Prompt engineering has a reputation for being vague or mystical — "just ask it nicely" kind of advice. That's not useful. This guide treats prompting as what it actually is: a programming discipline with learnable patterns and measurable outcomes.
If you're building on top of LLMs, the quality of your prompts directly determines the quality of your product. Here's how to write prompts that produce consistent, useful results.
Before techniques, understand what's happening. An LLM isn't reasoning from first principles — it's predicting the most likely continuation of the text you give it. Your prompt is the beginning of a document, and the model completes it.
This means: the more your prompt looks like the beginning of a document where a good answer would follow, the better your results.
A prompt like "explain async" looks like the beginning of a confused question. A prompt like "Explain JavaScript's async/await to a developer who understands Promises but hasn't used async syntax before. Use a practical example with error handling." looks like the beginning of a high-quality technical explanation.

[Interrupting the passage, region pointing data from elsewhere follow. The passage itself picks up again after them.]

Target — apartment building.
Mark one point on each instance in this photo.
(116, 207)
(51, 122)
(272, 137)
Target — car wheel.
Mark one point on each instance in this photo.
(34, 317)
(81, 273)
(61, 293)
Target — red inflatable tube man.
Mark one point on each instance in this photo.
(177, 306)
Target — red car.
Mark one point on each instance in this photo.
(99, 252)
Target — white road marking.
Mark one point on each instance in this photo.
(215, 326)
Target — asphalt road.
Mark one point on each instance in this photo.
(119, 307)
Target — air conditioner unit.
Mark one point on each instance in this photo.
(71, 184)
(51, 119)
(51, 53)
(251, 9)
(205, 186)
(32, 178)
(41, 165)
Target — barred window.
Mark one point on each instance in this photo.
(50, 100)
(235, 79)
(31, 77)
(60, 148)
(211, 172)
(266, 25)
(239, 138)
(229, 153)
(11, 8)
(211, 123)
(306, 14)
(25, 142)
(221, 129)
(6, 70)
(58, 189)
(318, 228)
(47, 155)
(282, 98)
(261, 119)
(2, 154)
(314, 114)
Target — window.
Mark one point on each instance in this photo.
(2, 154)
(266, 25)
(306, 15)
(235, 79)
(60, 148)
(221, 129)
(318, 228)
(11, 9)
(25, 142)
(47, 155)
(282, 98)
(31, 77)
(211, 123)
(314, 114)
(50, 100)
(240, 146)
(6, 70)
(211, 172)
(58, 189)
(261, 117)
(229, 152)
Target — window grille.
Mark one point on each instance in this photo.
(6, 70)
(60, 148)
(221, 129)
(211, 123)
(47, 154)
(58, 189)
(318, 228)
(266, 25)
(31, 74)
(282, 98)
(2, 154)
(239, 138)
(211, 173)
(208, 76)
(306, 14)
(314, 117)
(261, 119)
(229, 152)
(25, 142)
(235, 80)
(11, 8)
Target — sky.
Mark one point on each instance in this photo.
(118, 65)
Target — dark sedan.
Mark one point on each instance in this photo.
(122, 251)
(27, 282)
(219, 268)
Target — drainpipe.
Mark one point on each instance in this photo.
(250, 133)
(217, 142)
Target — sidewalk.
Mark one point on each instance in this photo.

The model doesn't know you want JSON, a bulleted list, or a specific structure unless you say so.
// Vague
"List the main differences between REST and GraphQL"
// Explicit
"Compare REST and GraphQL APIs. Format your response as a markdown table with these columns:
Aspect | REST | GraphQL
Cover these aspects: data fetching, over-fetching, versioning, tooling, learning curve."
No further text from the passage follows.